Invasive tree roots are a common problem for many homeowners. If left unattended, aggressive roots will cause disruption to pavements, buildings and patio slabs. From fast-growing Japanese knotweed to the classic willow tree, there are many plants and trees to avoid planting in your garden if you are concerned about their roots.
1. Silver Maple Tree
Silver maple trees have incredibly shallow, fast-growing roots. They might be prized for their vibrant color in autumn, but their root systems are one of the most invasive of all. As the roots enlarge, silver maple trees have been known to crack driveways, pavements, foundations and pipes. It’s best to avoid planting this tree altogether.
2. Southern Magnolia
The common magnolia tree, also known as Southern magnolia, can grow impressively large. Many of them are far too big for the average garden, meaning that their knotty roots can spread out viciously. Often, because of crowded under-soil space, these leave no room for other plants to thrive.
3. Willow Tree
In some urban areas, willow tree roots have been known to spread up to 40 metres wide, causing havoc to pavements, drains and roads. While they’re incredibly eye-catching in spring, their aggressive roots mean they’re not the best option for smaller gardens.
4. Hybrid Poplar Tree
Hybrid poplar trees have a well-developed root system and are known for growing to large sizes. Their shallow, invasive roots often don’t survive longer than 15 years. They grow long and straight, meaning that they rely on the strength of their root system to hold them up. If you’re planning your garden scheme, it’s best to avoid these.
5. Mint Tree
Mint is a practical and great-smelling herb to grow yourself. However, if it isn’t maintained properly it can grow invasively outside, so these are best planted in small pots. Trim them regularly to keep the plant looking healthy.
6. Sycamore Tree
This large deciduous tree is beautiful in its appearance, but has an aggressive root system.

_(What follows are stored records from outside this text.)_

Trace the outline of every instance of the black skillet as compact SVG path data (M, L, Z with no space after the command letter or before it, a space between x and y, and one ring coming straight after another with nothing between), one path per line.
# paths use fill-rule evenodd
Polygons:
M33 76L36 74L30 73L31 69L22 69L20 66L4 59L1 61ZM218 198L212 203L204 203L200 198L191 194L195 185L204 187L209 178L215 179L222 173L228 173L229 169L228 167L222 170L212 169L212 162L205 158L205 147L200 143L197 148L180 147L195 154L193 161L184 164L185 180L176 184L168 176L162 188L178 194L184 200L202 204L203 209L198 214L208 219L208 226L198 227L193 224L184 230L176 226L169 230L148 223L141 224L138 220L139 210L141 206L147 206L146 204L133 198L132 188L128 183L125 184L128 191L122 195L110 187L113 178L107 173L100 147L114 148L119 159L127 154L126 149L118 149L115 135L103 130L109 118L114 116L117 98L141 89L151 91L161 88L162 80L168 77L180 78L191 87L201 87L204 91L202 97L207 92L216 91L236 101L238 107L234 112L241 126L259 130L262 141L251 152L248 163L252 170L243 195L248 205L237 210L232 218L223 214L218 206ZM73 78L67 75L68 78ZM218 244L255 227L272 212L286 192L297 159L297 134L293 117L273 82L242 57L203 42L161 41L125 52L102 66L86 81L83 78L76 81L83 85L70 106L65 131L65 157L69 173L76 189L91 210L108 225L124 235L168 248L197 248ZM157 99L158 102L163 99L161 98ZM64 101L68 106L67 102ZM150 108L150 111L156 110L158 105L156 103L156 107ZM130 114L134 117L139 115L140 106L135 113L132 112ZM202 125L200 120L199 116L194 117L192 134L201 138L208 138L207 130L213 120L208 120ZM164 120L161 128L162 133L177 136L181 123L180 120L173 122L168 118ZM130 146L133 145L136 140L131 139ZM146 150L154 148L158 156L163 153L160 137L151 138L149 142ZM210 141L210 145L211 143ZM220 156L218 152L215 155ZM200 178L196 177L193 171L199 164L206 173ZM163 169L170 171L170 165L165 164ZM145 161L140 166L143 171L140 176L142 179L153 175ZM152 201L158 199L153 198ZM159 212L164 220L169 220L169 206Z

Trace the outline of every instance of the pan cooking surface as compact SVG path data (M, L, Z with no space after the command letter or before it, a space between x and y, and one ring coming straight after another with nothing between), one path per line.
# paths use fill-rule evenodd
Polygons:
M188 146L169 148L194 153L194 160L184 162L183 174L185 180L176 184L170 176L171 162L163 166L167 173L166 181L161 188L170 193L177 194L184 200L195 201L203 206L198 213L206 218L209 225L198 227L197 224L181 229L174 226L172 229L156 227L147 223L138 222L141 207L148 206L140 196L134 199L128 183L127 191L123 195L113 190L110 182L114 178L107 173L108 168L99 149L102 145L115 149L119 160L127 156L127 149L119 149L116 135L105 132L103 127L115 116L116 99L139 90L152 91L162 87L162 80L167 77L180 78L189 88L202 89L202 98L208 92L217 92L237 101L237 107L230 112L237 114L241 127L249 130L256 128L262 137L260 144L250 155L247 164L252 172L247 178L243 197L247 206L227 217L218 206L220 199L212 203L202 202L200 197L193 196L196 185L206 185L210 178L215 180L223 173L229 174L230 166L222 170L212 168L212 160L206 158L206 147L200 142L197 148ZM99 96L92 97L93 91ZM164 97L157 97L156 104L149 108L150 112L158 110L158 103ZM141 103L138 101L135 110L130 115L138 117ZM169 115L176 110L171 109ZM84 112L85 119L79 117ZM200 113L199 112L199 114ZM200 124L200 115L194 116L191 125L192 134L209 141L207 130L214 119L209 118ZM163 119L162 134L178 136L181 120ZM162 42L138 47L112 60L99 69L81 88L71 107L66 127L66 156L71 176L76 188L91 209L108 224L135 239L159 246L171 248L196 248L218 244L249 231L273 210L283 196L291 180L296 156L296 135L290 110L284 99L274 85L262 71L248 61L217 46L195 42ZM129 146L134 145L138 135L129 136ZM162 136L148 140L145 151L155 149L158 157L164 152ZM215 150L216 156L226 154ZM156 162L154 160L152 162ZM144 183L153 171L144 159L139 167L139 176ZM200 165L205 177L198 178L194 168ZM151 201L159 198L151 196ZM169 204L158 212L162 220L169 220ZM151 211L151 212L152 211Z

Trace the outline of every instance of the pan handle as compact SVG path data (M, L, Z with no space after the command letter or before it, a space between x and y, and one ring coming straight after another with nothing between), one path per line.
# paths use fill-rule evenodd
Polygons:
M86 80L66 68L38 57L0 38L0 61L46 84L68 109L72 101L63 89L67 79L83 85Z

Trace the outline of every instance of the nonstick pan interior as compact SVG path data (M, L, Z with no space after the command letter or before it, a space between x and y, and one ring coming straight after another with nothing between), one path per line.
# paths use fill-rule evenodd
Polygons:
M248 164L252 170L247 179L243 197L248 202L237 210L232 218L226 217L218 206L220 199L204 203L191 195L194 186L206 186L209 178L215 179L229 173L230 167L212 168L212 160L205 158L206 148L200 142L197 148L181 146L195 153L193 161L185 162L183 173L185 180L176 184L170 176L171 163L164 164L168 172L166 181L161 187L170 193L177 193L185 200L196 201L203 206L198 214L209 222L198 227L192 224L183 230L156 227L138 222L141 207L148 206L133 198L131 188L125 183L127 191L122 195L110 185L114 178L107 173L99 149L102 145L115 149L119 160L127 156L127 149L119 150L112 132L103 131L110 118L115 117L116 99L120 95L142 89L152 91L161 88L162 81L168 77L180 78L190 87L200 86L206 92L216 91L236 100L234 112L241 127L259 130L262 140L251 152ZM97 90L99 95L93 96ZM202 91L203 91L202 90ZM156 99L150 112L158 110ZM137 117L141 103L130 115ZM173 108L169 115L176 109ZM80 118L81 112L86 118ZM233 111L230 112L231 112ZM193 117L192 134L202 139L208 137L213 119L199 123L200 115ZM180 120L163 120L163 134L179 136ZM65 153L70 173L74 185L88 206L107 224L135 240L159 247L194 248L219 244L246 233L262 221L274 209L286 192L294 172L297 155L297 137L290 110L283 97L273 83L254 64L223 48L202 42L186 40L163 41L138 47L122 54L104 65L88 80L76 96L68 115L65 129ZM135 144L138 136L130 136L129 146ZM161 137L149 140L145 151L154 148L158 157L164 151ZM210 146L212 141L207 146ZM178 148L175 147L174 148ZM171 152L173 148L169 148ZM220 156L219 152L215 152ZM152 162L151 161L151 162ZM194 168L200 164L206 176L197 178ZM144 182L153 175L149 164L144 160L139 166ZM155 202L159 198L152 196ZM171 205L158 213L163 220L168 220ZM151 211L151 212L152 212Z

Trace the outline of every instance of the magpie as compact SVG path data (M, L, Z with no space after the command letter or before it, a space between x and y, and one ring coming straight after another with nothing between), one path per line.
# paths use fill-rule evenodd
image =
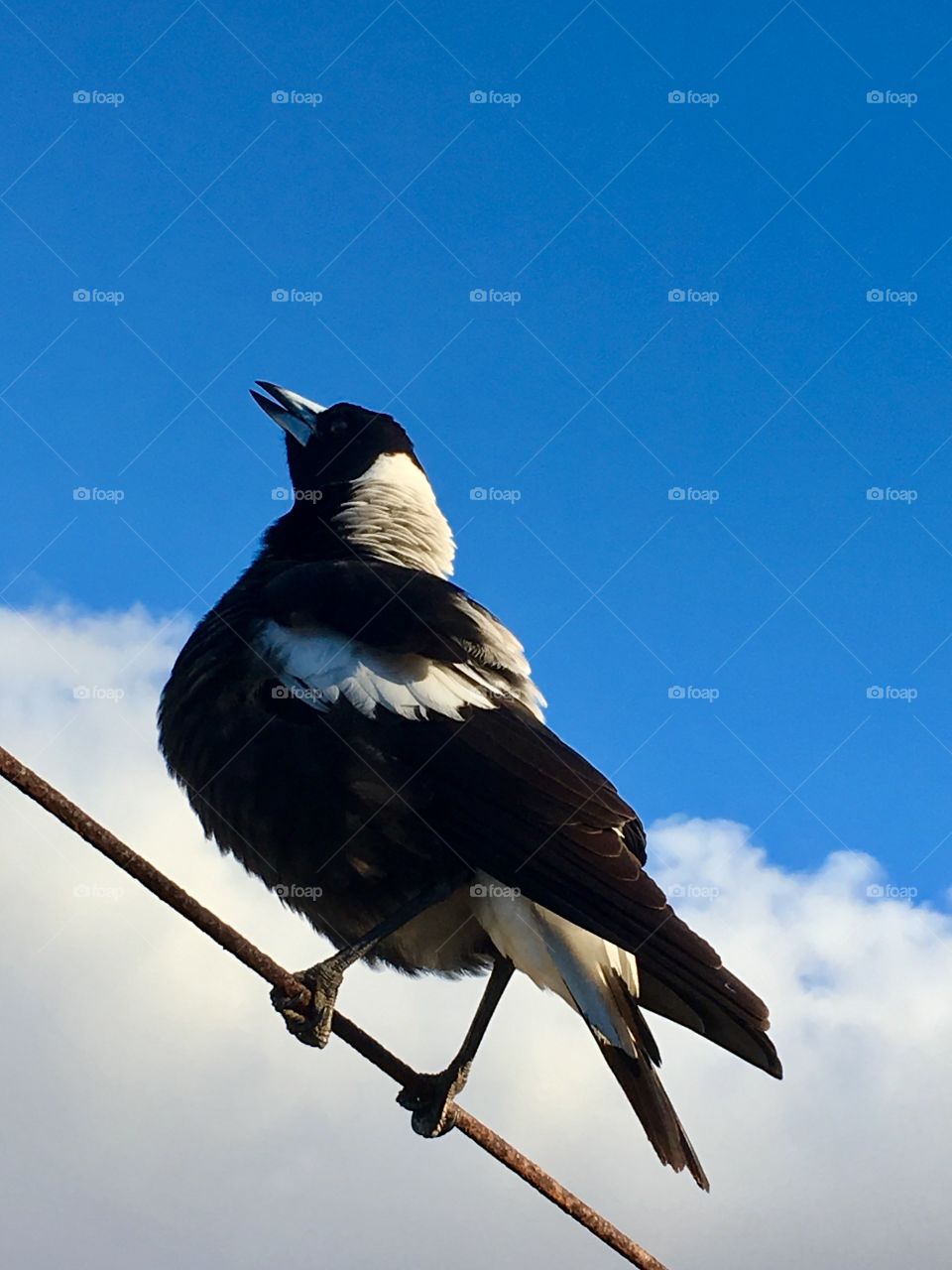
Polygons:
M453 1060L399 1097L437 1137L518 969L581 1016L661 1162L707 1190L645 1011L779 1077L767 1007L647 875L636 812L546 726L519 640L448 580L453 535L404 428L258 385L289 505L183 648L159 732L206 834L338 950L275 1007L322 1046L358 959L489 973Z

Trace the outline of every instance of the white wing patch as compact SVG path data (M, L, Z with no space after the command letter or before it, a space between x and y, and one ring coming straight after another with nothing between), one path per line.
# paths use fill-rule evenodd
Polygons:
M325 629L269 622L263 644L288 693L316 710L343 697L368 718L382 706L404 719L438 714L458 720L463 706L493 710L504 695L481 668L381 653Z

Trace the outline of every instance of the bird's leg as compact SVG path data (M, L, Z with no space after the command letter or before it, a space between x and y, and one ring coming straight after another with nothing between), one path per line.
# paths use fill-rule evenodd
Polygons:
M489 1021L496 1011L514 969L509 958L496 958L486 989L470 1024L470 1030L459 1046L459 1053L442 1072L435 1074L421 1072L397 1093L400 1106L413 1111L410 1123L414 1133L419 1133L420 1137L439 1138L453 1128L456 1123L453 1099L466 1085L476 1050L486 1035Z
M317 1049L330 1040L331 1025L334 1022L334 1006L338 999L338 989L344 978L344 972L367 956L388 935L406 926L414 917L419 917L433 904L438 904L447 895L451 895L459 884L465 881L465 875L444 879L435 886L420 892L407 903L402 904L395 913L385 918L373 930L355 940L349 947L340 949L333 956L319 961L307 970L300 970L294 978L310 992L310 999L302 1002L298 994L282 992L279 988L272 991L272 1005L284 1019L292 1036L305 1045L315 1045Z

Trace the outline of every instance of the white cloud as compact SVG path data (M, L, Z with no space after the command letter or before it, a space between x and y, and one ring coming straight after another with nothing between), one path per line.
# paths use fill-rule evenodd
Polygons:
M305 965L324 945L204 842L155 752L184 634L143 611L0 615L0 742ZM142 1270L617 1264L458 1135L414 1138L386 1078L338 1041L294 1044L264 984L6 786L0 823L11 1262L118 1270L135 1247ZM528 983L467 1106L674 1267L944 1265L949 917L869 899L886 879L868 856L779 869L730 820L670 818L650 851L679 909L769 1001L787 1069L777 1083L658 1024L711 1195L656 1163L585 1030ZM479 991L358 968L341 1007L433 1069Z

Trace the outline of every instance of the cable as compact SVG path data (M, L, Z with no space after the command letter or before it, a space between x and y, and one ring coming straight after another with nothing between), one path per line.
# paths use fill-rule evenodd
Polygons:
M140 856L132 847L121 842L116 834L86 815L81 808L71 803L57 789L48 785L42 776L38 776L24 763L19 762L19 759L14 758L3 747L0 747L0 776L25 794L27 798L38 803L51 815L55 815L67 829L72 829L74 833L79 834L91 847L95 847L96 851L102 851L113 864L124 869L136 881L142 883L154 895L157 895L170 908L174 908L175 912L197 926L199 931L204 931L220 947L225 949L226 952L231 952L239 961L242 961L249 970L254 970L255 974L259 974L282 992L287 994L296 993L302 997L305 1003L307 1002L308 991L303 984L297 982L293 974L278 965L277 961L273 961L267 952L255 947L250 940L246 940L244 935L223 922L211 909L199 904L178 883L166 878L165 874L160 872L143 856ZM374 1067L400 1086L407 1085L416 1076L416 1072L411 1067L407 1067L402 1059L397 1058L396 1054L391 1054L380 1041L374 1040L373 1036L369 1036L363 1029L358 1027L349 1019L345 1019L336 1010L334 1011L334 1035L339 1036L347 1045L350 1045L352 1049L355 1049L358 1054L366 1058L368 1063L373 1063ZM541 1195L545 1195L557 1208L561 1208L564 1213L567 1213L569 1217L579 1222L580 1226L584 1226L585 1229L602 1240L603 1243L607 1243L609 1248L613 1248L626 1261L633 1266L638 1266L638 1270L665 1270L665 1266L642 1248L641 1245L630 1240L617 1226L613 1226L600 1213L589 1208L584 1200L566 1190L555 1177L543 1168L539 1168L527 1156L523 1156L520 1151L517 1151L504 1138L500 1138L498 1133L482 1124L481 1120L477 1120L465 1107L456 1104L454 1111L454 1128L466 1138L475 1142L477 1147L481 1147L494 1160L505 1165L512 1172L518 1173L523 1181L527 1181L529 1186L533 1186Z

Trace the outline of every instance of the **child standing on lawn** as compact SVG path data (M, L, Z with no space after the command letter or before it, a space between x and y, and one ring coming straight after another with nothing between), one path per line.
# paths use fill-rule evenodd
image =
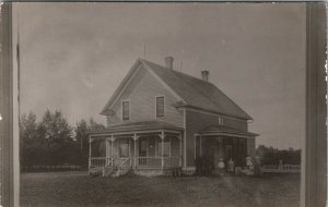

As well as growing to enormous heights, their leaves fall at a rapid pace, falling far quicker than you can begin to clean up. Their roots have also been known to crack pavements.
7. Japanese Knotweed
Japanese knotweed is an incredibly invasive plant. Difficult to remove and dangerous when it spreads, the weed has been listed by the World Conservation Union as one of the world’s worst invasive species.